As someone who's not used these library methods before, I would expect splitBy and splitLines to work differently to each other. When splitting into lines, I would assume that it is repeatedly applying the regular expression "([^t]*) (t|$)" where t is the line-terminator. You return the first group each time, and discard the rest. The 2nd group also handles the end-of-string boundary condition. As others have said, I would expect splitBy to return all of the zero-length matches as well - interlieving a "[^t]*" match-and-return with a "t" match-and-discard. The collapsed form of the output is the same as interleving a "[^t]" match-and-return with a "t*" match-and-discard. Matthew On Thursday 13 July 2006 10:16, Jon Fairbairn wrote:
On 2006-07-12 at 23:24BST "Brian Hulley" wrote:
Christian Maeder wrote:
Donald Bruce Stewart schrieb:
Question over whether it should be: splitBy (=='a') "aabbaca" == ["","","bb","c",""] or splitBy (=='a') "aabbaca" == ["bb","c"]
I argue the second form is what people usually want.
Yes, the second form is needed for "words", but the first form is needed for "lines", where one final empty element needs to be removed from your version!
Prelude> lines "a\nb\n" ["a","b"] Prelude> lines "a\n\nb\n\n" ["a","","b",""]
Prelude.lines and Prelude.unlines treat '\n' as a terminator instead of a separator. I'd argue that this is poor design, since information is lost ie lines . unlines === id whereas unlines . lines =/= id whereas if '\n' had been properly conceived of as a separator, the identity would hold.
Hooray! I've been waiting to ask "Why aren't we asking what laws hold for these operations?" but now you've saved me the effort. I've been bitten by unlines . lines /= id already; it's something we could gainfully change without wrecking too much code, methinks.

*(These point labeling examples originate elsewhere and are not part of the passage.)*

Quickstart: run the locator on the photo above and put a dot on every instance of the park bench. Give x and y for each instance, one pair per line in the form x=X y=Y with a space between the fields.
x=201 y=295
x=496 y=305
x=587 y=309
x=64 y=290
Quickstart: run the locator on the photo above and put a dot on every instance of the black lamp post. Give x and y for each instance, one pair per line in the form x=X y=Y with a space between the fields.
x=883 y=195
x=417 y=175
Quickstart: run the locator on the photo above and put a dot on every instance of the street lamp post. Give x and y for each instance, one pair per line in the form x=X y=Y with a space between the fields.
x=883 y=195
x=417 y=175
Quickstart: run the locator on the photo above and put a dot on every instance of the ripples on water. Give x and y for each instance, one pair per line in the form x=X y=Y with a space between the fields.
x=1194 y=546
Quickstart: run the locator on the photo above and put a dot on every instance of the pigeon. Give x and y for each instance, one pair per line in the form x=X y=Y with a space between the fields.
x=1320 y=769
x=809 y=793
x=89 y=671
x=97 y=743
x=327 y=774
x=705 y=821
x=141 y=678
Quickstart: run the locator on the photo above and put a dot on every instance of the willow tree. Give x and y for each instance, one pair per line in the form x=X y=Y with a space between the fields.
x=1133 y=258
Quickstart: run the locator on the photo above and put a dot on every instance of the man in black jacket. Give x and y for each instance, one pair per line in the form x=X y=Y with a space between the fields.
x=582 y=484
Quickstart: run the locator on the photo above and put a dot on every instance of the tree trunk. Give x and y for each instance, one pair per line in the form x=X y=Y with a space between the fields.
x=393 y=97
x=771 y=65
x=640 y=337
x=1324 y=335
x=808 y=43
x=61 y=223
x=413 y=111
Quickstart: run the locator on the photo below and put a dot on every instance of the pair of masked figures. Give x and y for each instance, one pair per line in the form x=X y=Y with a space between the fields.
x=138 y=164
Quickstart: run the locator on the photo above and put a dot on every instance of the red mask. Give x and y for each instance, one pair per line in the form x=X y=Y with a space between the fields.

So I vote for the first option ie:
splitBy (=='a') "aabbaca" == ["","","bb","c",""]
Seconded.
As far as naming is concerned, since this is a declarative language, surely we shouldn't be using active verbs like this? (OK I lost that argument way back in the mists of Haskell 0.0 with take. Before then I called "take" "first": "first n some_list" reads perfectly well).
Jón